Pass the 10 mg/ml betaine solutions with pHs of 3, 5, 7, 9, and 11 respectively through a chromatographic column (10x300mm) equipped with 2.0 g of cationic resin at a constant flow rate, collect every 5 ml, and measure the concentration of betaine in the collected solution The concentration was calculated to obtain the adsorption rate, and the results are shown in Table 2.

Table 2

pH 3 5 7 9 11 Adsorption rate/% 94.77 91.80 90.63 88.98 86.01

Pass 1%, 3%, 5%, 7%, 9% ammonia solution at a constant flow rate through a chromatographic column (10x300mm) equipped with 2.0g of saturated 732 cation exchange resin, collect every 5ml, and measure the concentration of the collected solution. The concentration of betaine was calculated to obtain the elution rate, and the results are shown in Table 3.

table 3

Ammonia concentration 1% 3% 5% 7% 9% Elution rate/% 68.97 72.00 75.49 77.01 78.01

The above is one of the specific implementations of the present invention, and the description thereof is relatively specific and detailed, but it should not be construed as limiting the patent scope of the present invention.

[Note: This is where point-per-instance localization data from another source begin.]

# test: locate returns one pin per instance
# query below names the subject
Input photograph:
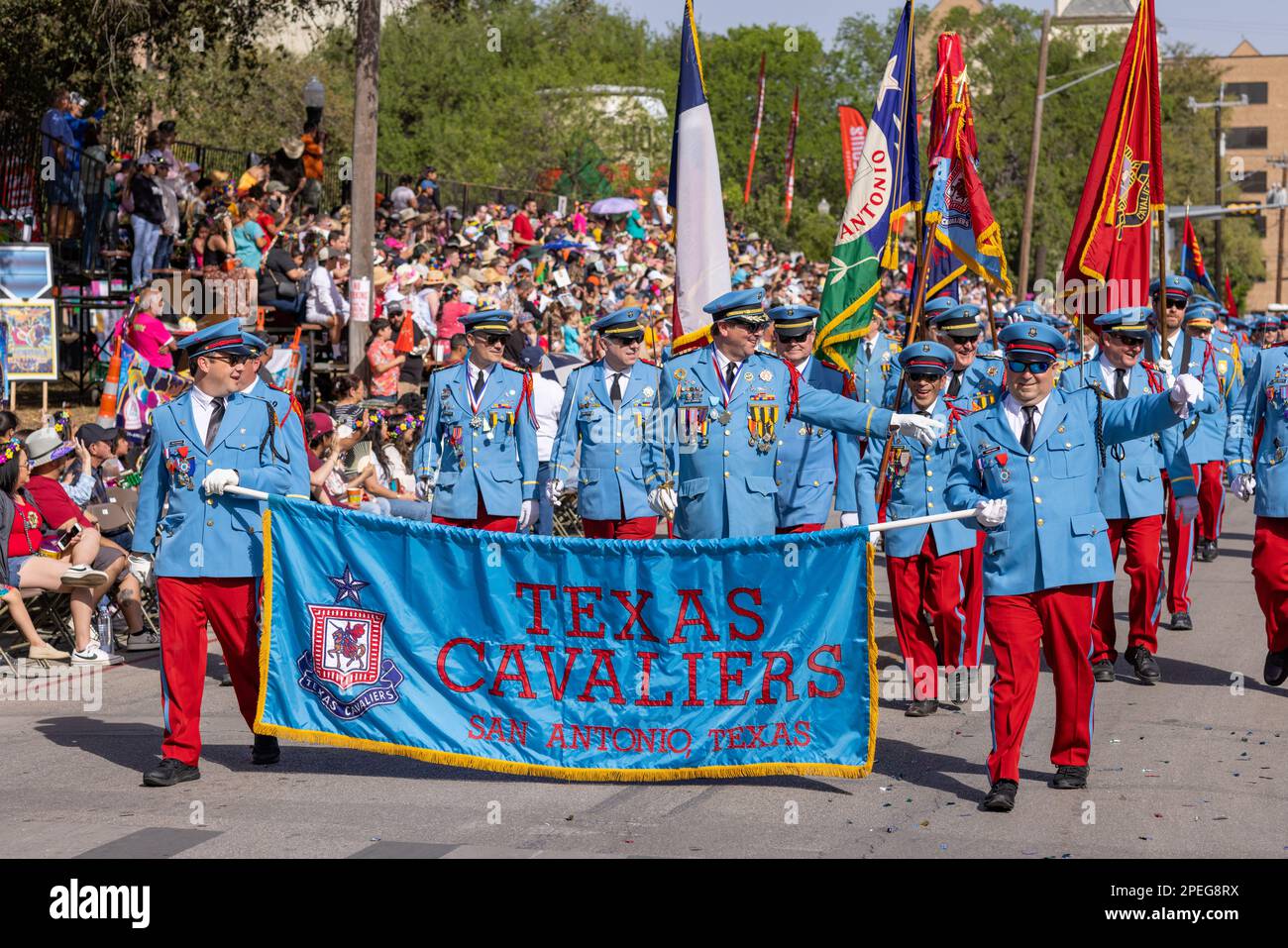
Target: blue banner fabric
(588, 660)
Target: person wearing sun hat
(1028, 467)
(209, 558)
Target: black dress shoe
(266, 750)
(1069, 777)
(1276, 668)
(170, 772)
(1144, 664)
(921, 708)
(1001, 797)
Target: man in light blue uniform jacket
(712, 459)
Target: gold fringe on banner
(559, 773)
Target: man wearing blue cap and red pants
(210, 553)
(1028, 467)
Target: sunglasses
(1035, 368)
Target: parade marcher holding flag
(1254, 450)
(712, 460)
(1129, 491)
(608, 406)
(923, 563)
(1028, 466)
(887, 187)
(815, 466)
(210, 553)
(477, 455)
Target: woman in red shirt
(26, 569)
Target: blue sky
(1209, 26)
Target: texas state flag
(700, 250)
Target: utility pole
(365, 121)
(1280, 200)
(1218, 153)
(1030, 187)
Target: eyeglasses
(1129, 342)
(1035, 368)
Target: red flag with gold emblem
(1111, 241)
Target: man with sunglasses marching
(1026, 466)
(606, 408)
(1129, 491)
(477, 456)
(209, 557)
(712, 460)
(811, 456)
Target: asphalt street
(1194, 767)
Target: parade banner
(588, 660)
(791, 154)
(755, 132)
(1111, 240)
(854, 132)
(888, 184)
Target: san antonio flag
(585, 660)
(887, 184)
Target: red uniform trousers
(1145, 574)
(630, 528)
(1270, 578)
(1060, 620)
(232, 608)
(482, 520)
(1211, 485)
(1180, 550)
(932, 581)
(967, 648)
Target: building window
(1256, 91)
(1245, 137)
(1253, 183)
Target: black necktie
(217, 415)
(1029, 428)
(1120, 382)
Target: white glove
(425, 488)
(141, 569)
(1186, 391)
(527, 515)
(664, 501)
(991, 513)
(918, 427)
(218, 479)
(1244, 485)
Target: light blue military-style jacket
(871, 373)
(290, 434)
(490, 453)
(610, 472)
(915, 487)
(209, 536)
(1131, 481)
(725, 473)
(1054, 533)
(810, 456)
(982, 382)
(1261, 417)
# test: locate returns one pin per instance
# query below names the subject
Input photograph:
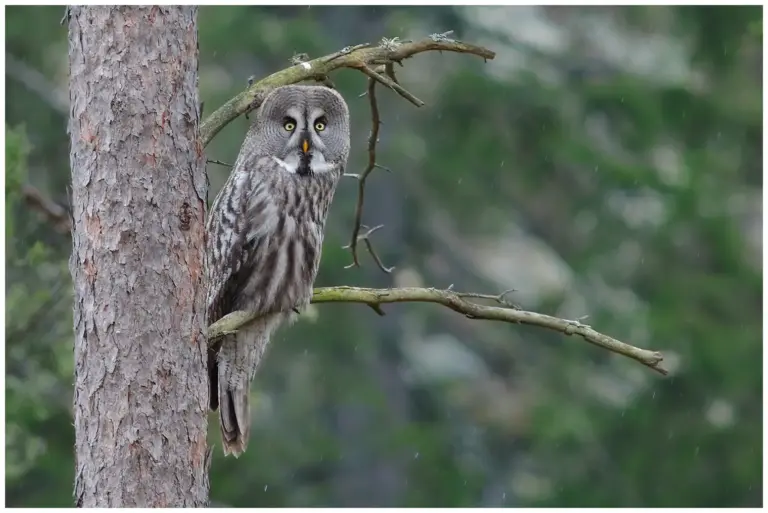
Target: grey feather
(265, 235)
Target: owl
(265, 234)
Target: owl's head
(305, 128)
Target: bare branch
(392, 85)
(456, 302)
(50, 210)
(213, 161)
(373, 138)
(35, 81)
(355, 57)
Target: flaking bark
(138, 191)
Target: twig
(392, 85)
(360, 55)
(213, 161)
(458, 303)
(50, 210)
(373, 138)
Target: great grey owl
(265, 233)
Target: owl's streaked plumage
(265, 234)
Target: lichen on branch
(458, 302)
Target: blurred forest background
(607, 163)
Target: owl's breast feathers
(265, 239)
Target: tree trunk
(138, 198)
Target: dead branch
(355, 57)
(458, 303)
(376, 62)
(56, 97)
(49, 209)
(373, 138)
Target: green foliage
(643, 191)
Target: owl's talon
(442, 37)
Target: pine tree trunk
(138, 199)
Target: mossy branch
(458, 302)
(360, 57)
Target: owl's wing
(241, 218)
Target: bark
(138, 197)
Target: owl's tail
(235, 419)
(231, 367)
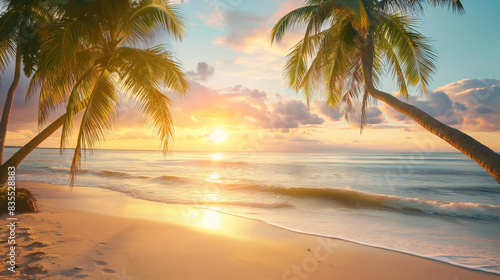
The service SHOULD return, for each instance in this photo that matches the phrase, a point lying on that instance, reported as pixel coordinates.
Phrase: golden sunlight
(217, 156)
(218, 136)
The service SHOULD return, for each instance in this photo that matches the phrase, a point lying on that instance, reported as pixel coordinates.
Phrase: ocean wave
(220, 163)
(359, 199)
(245, 204)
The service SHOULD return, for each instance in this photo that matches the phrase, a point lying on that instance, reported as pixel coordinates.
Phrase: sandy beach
(91, 233)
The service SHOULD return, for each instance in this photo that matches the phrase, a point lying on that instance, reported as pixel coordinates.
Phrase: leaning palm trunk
(484, 156)
(4, 123)
(19, 156)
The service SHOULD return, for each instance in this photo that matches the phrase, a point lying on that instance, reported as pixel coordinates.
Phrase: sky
(237, 87)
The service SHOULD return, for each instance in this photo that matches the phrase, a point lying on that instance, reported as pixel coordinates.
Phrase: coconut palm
(93, 56)
(19, 42)
(347, 46)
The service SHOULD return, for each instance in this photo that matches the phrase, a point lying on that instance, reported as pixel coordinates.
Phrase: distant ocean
(438, 205)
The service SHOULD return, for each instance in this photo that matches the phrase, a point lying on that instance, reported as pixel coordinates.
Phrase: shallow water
(440, 205)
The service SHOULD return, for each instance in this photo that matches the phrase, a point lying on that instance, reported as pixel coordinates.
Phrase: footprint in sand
(73, 272)
(32, 269)
(37, 244)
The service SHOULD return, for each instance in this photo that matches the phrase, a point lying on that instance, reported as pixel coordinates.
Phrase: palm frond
(152, 17)
(413, 49)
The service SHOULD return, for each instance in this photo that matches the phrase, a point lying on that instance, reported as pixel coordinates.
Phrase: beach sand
(93, 233)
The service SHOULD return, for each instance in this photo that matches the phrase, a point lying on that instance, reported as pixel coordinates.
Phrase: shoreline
(296, 249)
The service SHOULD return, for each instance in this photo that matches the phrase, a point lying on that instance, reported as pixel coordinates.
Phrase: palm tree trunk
(4, 123)
(16, 159)
(484, 156)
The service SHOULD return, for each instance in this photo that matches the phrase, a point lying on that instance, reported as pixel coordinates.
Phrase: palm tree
(19, 42)
(92, 56)
(348, 44)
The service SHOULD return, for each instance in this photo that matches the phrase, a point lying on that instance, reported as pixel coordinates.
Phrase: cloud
(202, 73)
(467, 104)
(242, 107)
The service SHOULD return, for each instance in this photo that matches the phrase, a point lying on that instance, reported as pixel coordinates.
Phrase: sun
(218, 136)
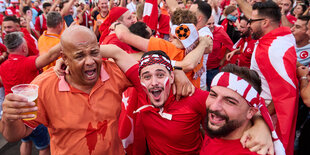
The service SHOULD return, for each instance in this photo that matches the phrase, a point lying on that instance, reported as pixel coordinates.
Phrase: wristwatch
(303, 78)
(177, 68)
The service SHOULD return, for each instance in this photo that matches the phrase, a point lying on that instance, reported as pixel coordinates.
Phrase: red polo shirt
(220, 146)
(220, 39)
(38, 26)
(18, 69)
(179, 134)
(31, 42)
(112, 39)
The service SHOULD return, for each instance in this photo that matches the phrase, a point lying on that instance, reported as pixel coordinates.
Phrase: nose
(154, 81)
(217, 104)
(89, 60)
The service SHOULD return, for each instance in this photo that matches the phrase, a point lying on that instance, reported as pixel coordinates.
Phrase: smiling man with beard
(81, 109)
(244, 46)
(170, 126)
(232, 102)
(274, 59)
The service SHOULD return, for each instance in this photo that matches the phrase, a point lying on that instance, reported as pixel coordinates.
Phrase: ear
(251, 112)
(171, 77)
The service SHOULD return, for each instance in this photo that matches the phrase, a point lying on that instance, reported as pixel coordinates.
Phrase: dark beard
(257, 35)
(245, 34)
(223, 131)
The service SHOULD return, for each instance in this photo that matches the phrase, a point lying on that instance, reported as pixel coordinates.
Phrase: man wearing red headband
(232, 103)
(117, 14)
(170, 126)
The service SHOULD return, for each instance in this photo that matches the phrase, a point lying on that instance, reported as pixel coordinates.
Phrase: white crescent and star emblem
(303, 54)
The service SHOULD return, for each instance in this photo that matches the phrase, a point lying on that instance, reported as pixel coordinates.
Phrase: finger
(13, 97)
(193, 89)
(271, 150)
(263, 150)
(255, 148)
(17, 117)
(244, 139)
(174, 89)
(250, 143)
(184, 91)
(178, 93)
(15, 111)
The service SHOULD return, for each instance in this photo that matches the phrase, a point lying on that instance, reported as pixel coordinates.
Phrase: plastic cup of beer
(29, 91)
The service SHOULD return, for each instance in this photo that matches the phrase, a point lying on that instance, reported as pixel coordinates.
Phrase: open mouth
(215, 119)
(156, 93)
(91, 74)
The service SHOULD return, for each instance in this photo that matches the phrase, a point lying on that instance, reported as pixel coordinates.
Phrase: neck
(52, 31)
(270, 28)
(104, 13)
(302, 42)
(237, 134)
(84, 88)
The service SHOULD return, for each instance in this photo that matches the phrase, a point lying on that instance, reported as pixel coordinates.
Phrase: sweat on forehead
(77, 35)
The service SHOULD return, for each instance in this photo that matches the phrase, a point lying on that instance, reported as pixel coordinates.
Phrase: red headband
(114, 14)
(154, 59)
(242, 87)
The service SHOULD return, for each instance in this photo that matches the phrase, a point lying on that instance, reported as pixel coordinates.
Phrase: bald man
(80, 109)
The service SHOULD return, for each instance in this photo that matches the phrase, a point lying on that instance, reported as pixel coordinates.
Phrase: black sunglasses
(254, 20)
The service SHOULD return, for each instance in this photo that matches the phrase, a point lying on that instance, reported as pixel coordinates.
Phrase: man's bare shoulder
(49, 76)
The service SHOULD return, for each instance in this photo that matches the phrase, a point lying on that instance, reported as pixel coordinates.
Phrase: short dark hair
(245, 73)
(13, 40)
(204, 8)
(25, 9)
(230, 9)
(180, 16)
(159, 52)
(139, 28)
(268, 9)
(304, 18)
(46, 4)
(11, 18)
(53, 19)
(244, 18)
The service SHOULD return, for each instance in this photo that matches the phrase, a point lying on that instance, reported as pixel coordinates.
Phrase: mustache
(156, 87)
(218, 114)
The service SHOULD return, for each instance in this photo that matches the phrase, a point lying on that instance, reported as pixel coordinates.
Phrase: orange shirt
(80, 123)
(99, 18)
(46, 42)
(177, 55)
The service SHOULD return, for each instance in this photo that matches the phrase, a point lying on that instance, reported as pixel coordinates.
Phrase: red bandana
(154, 59)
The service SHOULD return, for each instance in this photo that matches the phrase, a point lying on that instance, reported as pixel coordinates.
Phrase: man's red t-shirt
(38, 26)
(18, 69)
(220, 39)
(178, 135)
(219, 146)
(112, 39)
(31, 43)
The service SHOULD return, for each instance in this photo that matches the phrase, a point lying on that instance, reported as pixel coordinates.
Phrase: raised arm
(124, 35)
(121, 57)
(192, 59)
(245, 7)
(66, 8)
(302, 73)
(12, 127)
(49, 57)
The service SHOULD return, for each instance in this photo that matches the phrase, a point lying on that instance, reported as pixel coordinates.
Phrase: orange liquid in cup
(29, 91)
(28, 113)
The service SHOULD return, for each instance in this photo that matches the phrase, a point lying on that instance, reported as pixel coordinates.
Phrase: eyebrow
(160, 70)
(226, 97)
(145, 73)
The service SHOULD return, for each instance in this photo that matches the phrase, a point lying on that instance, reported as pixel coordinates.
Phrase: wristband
(177, 68)
(303, 78)
(116, 25)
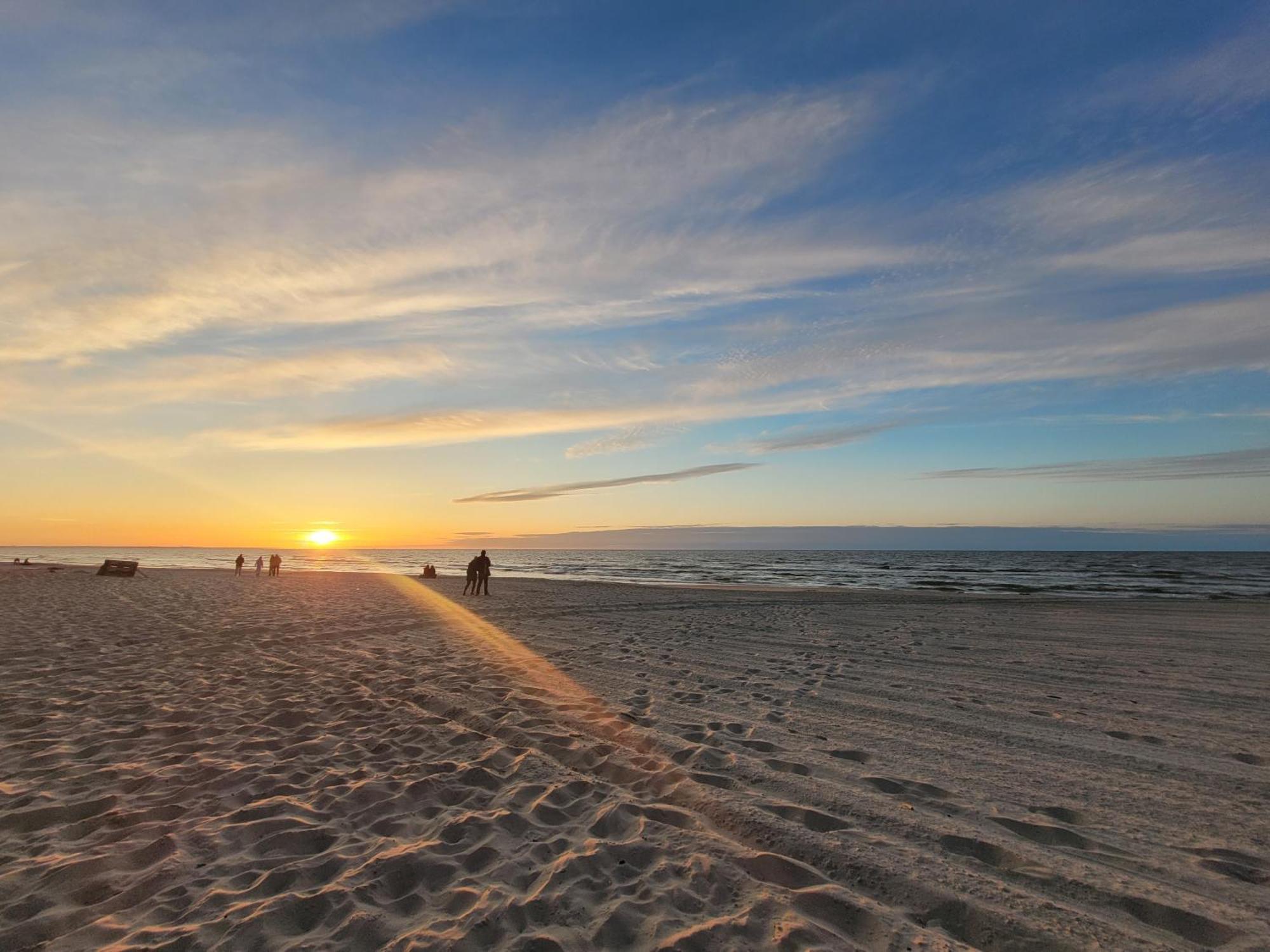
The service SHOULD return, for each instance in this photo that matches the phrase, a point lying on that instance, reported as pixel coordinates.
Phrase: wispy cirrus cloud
(568, 489)
(250, 378)
(642, 211)
(807, 439)
(623, 442)
(1197, 251)
(1240, 464)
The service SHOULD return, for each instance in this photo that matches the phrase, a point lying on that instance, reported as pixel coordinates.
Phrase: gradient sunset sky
(411, 271)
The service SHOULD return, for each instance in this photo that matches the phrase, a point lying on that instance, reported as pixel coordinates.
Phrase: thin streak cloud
(568, 489)
(1240, 464)
(816, 440)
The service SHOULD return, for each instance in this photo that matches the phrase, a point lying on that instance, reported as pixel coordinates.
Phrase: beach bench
(120, 568)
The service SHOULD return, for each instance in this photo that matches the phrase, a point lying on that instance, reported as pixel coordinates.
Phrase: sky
(424, 274)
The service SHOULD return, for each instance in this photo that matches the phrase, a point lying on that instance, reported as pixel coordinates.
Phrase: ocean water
(1120, 574)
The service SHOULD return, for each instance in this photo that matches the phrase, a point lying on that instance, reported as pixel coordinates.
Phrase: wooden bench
(120, 568)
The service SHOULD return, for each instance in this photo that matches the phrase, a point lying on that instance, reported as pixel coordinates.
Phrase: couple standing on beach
(275, 564)
(478, 574)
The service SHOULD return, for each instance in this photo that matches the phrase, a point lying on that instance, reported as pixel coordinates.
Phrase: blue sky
(632, 265)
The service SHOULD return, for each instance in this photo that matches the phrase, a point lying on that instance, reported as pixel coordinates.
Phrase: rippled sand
(336, 761)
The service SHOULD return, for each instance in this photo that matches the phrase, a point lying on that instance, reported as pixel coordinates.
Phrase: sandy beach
(354, 762)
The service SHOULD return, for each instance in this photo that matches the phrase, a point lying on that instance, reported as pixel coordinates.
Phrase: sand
(321, 761)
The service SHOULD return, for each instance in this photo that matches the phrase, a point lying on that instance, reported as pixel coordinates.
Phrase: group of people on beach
(478, 576)
(275, 564)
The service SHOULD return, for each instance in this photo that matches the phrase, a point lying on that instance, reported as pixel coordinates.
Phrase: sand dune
(322, 761)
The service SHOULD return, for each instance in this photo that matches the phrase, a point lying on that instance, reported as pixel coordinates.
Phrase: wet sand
(340, 761)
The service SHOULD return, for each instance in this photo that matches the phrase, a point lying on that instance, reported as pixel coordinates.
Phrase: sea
(1217, 576)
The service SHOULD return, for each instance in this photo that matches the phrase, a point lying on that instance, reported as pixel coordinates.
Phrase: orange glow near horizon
(573, 703)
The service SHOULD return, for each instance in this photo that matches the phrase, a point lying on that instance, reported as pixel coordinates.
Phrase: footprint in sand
(812, 819)
(1234, 865)
(859, 757)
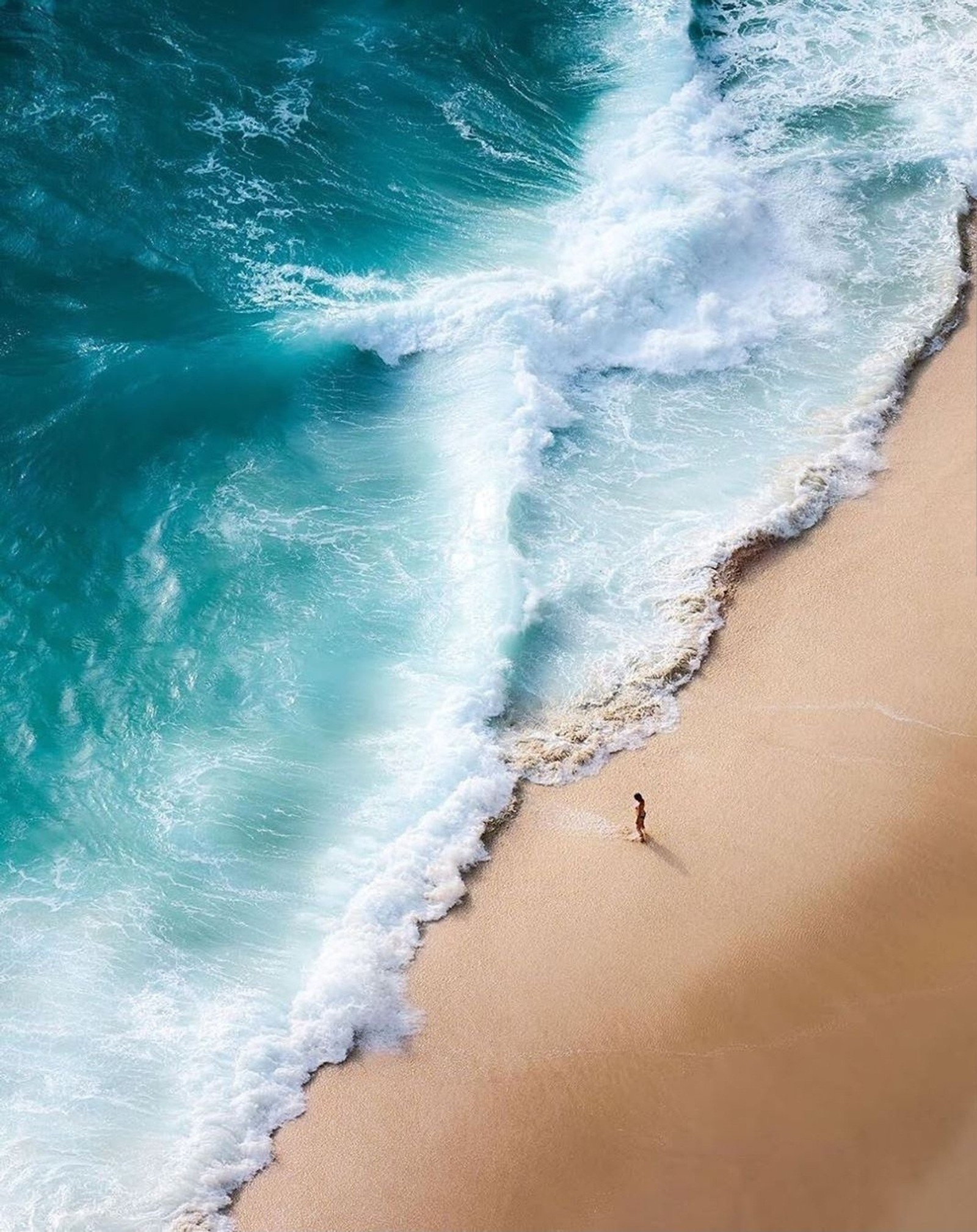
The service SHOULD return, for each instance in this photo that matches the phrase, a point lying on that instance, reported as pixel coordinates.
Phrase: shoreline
(413, 1142)
(644, 705)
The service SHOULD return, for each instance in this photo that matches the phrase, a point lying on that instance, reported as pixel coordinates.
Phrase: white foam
(680, 255)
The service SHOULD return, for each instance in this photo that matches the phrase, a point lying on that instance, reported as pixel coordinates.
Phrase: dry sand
(768, 1019)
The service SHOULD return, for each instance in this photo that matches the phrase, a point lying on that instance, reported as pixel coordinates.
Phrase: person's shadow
(663, 853)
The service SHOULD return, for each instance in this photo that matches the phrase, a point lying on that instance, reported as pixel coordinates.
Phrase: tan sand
(768, 1019)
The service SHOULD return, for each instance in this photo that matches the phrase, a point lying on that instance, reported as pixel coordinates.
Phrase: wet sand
(766, 1018)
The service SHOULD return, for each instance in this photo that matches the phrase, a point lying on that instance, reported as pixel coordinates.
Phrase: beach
(765, 1018)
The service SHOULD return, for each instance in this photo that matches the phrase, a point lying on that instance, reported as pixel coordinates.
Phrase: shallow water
(380, 390)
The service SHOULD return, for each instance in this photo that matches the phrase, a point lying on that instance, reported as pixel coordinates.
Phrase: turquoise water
(379, 391)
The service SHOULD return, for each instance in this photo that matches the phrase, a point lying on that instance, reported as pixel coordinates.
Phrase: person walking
(640, 817)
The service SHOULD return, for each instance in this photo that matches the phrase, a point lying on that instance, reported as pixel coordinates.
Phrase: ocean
(383, 391)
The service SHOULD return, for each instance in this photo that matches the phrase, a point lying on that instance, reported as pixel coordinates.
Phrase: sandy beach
(768, 1016)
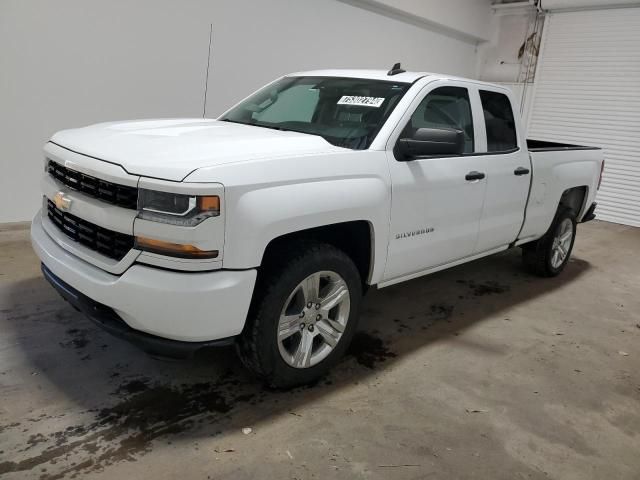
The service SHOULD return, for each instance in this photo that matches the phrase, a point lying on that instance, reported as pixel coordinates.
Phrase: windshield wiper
(272, 127)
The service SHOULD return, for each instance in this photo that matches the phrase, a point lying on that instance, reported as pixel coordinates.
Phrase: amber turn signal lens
(208, 204)
(173, 249)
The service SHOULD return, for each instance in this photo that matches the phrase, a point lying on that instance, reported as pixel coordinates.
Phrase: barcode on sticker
(361, 101)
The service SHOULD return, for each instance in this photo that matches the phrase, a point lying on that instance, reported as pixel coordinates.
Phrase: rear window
(498, 118)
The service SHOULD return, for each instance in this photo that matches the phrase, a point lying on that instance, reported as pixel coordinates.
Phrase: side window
(444, 107)
(498, 117)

For those skilled in the art, several modifications and improvements can be made without departing from the concept of the present invention, and these obvious replacement forms all belong to the protection scope of the present invention.

Claims (7)

1. a method for extracting polysaccharide and betaine from seaweed, is characterized in that, comprises the following steps: S1. Weigh dried and pulverized seaweed and water in a glass container, the ratio of seaweed mass to water mass is 1: (30-50); S2. Extract the glass container weighed in step S1 with a microwave with a power of 210W-490W for 60s-90s to obtain an extract, and filter to remove solids in the extract to obtain a primary clear liquid; S3. Concentrate the primary supernatant to one-third of the original volume, add excess ethanol, the concentration of ethanol is greater than or equal to 80%, let it stand for 10 hours, filter to obtain polysaccharide and secondary extract, and dry the polysaccharide; S4. Adjust the pH of the secondary extract to 3-7, and absorb it through a resin column equipped with 732 cation exchange resin until the 732 cation exchange resin is saturated with betaine adsorption; S5. Using 1%-9% ammonia water to elute the saturated 732 cation exchange resin to obtain an eluent, and then concentrate and dry the eluent to obtain betaine. 2. the method for extracting polysaccharide and betaine from seaweed according to claim 1, is characterized in that, the ratio of the quality of seaweed and the quality of water is 1:40. 3. the method for extracting polysaccharide and betaine from seaweed according to claim 1, is characterized in that, the microwave extraction power of step S2 is 350W. 4. the method for extracting polysaccharide and betaine from seaweed according to claim 3, is characterized in that, step S2 microwave extraction 75s. 5. the method for extracting polysaccharide and betaine from seaweed according to claim 1, is characterized in that, the pH of step S4 is adjusted to 3. 6. the method for extracting polysaccharide and betaine from seaweed according to claim 1, is characterized in that, step S5 adopts 5% ammonia water to elute. 7. The method for extracting polysaccharides and betaine from seaweed according to claim 1, characterized in that, after step S3 obtains the secondary clear liquid, first use 717 anion exchange resin to remove impurities.